Assessment of membrane damage in continuous cultures of mammalian cells

Abstract

The present studies were aimed at evaluating procedures for assessing the effect of chemicals on the integrity of the plasma membrane in continuous cell cultures. The degree of membrane damage was monitored by determining the ‘leakage’ of α-[ 3H]aminoisobutyric acid ([ 3H]AIB) and [ 14C]deoxy-2-fluoro-D-glucose ([ 14C]FdG) from the prelabelled cells.
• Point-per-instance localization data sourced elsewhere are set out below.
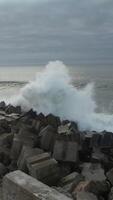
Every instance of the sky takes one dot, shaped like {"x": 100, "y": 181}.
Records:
{"x": 34, "y": 32}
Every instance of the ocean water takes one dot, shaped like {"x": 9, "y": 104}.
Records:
{"x": 12, "y": 79}
{"x": 83, "y": 94}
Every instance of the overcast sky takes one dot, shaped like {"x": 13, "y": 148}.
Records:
{"x": 78, "y": 32}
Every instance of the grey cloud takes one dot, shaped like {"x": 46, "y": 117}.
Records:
{"x": 75, "y": 31}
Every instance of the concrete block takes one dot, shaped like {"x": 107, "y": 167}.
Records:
{"x": 37, "y": 159}
{"x": 27, "y": 152}
{"x": 18, "y": 185}
{"x": 47, "y": 138}
{"x": 46, "y": 171}
{"x": 66, "y": 151}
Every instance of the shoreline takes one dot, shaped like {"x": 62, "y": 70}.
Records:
{"x": 55, "y": 153}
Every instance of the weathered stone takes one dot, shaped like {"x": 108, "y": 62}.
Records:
{"x": 18, "y": 185}
{"x": 46, "y": 171}
{"x": 63, "y": 191}
{"x": 5, "y": 156}
{"x": 37, "y": 159}
{"x": 84, "y": 196}
{"x": 109, "y": 176}
{"x": 11, "y": 109}
{"x": 53, "y": 120}
{"x": 68, "y": 128}
{"x": 47, "y": 138}
{"x": 71, "y": 181}
{"x": 2, "y": 105}
{"x": 24, "y": 137}
{"x": 93, "y": 172}
{"x": 97, "y": 156}
{"x": 36, "y": 125}
{"x": 95, "y": 140}
{"x": 66, "y": 151}
{"x": 26, "y": 153}
{"x": 4, "y": 126}
{"x": 3, "y": 170}
{"x": 110, "y": 196}
{"x": 106, "y": 140}
{"x": 6, "y": 139}
{"x": 68, "y": 179}
{"x": 95, "y": 187}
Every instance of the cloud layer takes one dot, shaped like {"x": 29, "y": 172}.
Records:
{"x": 75, "y": 31}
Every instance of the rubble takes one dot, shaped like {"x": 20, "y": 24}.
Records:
{"x": 18, "y": 185}
{"x": 77, "y": 164}
{"x": 66, "y": 151}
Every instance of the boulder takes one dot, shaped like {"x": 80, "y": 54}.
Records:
{"x": 24, "y": 137}
{"x": 66, "y": 151}
{"x": 45, "y": 170}
{"x": 84, "y": 196}
{"x": 53, "y": 120}
{"x": 37, "y": 159}
{"x": 93, "y": 171}
{"x": 18, "y": 185}
{"x": 99, "y": 188}
{"x": 68, "y": 179}
{"x": 4, "y": 126}
{"x": 11, "y": 109}
{"x": 26, "y": 153}
{"x": 2, "y": 105}
{"x": 95, "y": 140}
{"x": 47, "y": 138}
{"x": 110, "y": 196}
{"x": 3, "y": 170}
{"x": 36, "y": 125}
{"x": 109, "y": 176}
{"x": 6, "y": 140}
{"x": 106, "y": 140}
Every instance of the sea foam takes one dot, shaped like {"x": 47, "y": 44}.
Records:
{"x": 52, "y": 92}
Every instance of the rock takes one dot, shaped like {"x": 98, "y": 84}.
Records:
{"x": 5, "y": 156}
{"x": 36, "y": 125}
{"x": 99, "y": 188}
{"x": 68, "y": 179}
{"x": 4, "y": 126}
{"x": 47, "y": 138}
{"x": 2, "y": 105}
{"x": 26, "y": 153}
{"x": 37, "y": 159}
{"x": 53, "y": 121}
{"x": 97, "y": 156}
{"x": 3, "y": 170}
{"x": 106, "y": 140}
{"x": 84, "y": 196}
{"x": 6, "y": 140}
{"x": 18, "y": 185}
{"x": 109, "y": 176}
{"x": 93, "y": 171}
{"x": 71, "y": 129}
{"x": 45, "y": 170}
{"x": 110, "y": 196}
{"x": 86, "y": 150}
{"x": 71, "y": 181}
{"x": 11, "y": 109}
{"x": 96, "y": 140}
{"x": 24, "y": 137}
{"x": 66, "y": 151}
{"x": 63, "y": 191}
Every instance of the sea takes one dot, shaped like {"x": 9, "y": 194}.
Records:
{"x": 14, "y": 81}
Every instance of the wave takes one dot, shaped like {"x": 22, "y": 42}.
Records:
{"x": 52, "y": 92}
These parameters were compared to the loss of lactate dehydrogenase (LDH) from the cells and the decrease in the intracellular level of K +. Triton X-100, sodium dodecylsulfate (SDS), phospholipase C and nystatin which are known to affect membranes by different mechanisms served as test agents. In parallel, we monitored the effects of the chemicals on the viability of the cells. The following results were obtained: (1) The two radioactive markers [ 3H]AIB and [ 14C]FdG were found to be suitable to probe for damages of the plasma membrane in a variety of continuous cell lines which differ widely in their phenotype, rate of growth and degree of differentiation. (2) The leakage of the two markers could conveniently be monitored by double labelling techniques. (3) The loss from the cells of the 3 markers of smaller molecular size, K +, [ 3H]AIB, [ 14C] FdG, differed considerably depending on the test agent used. (4) Intracellular K + level and [ 3H]AIB leakage generally appeared to follow a similar pattern, whereas [ 14C]FdG leakage may have shown a distinctly different response. (5) The leakage of LDH was an insensitive indicator for membrane damage. (6) No clear relationship was detectable between a particular leakage pattern of the markers and the loss of cellular viability.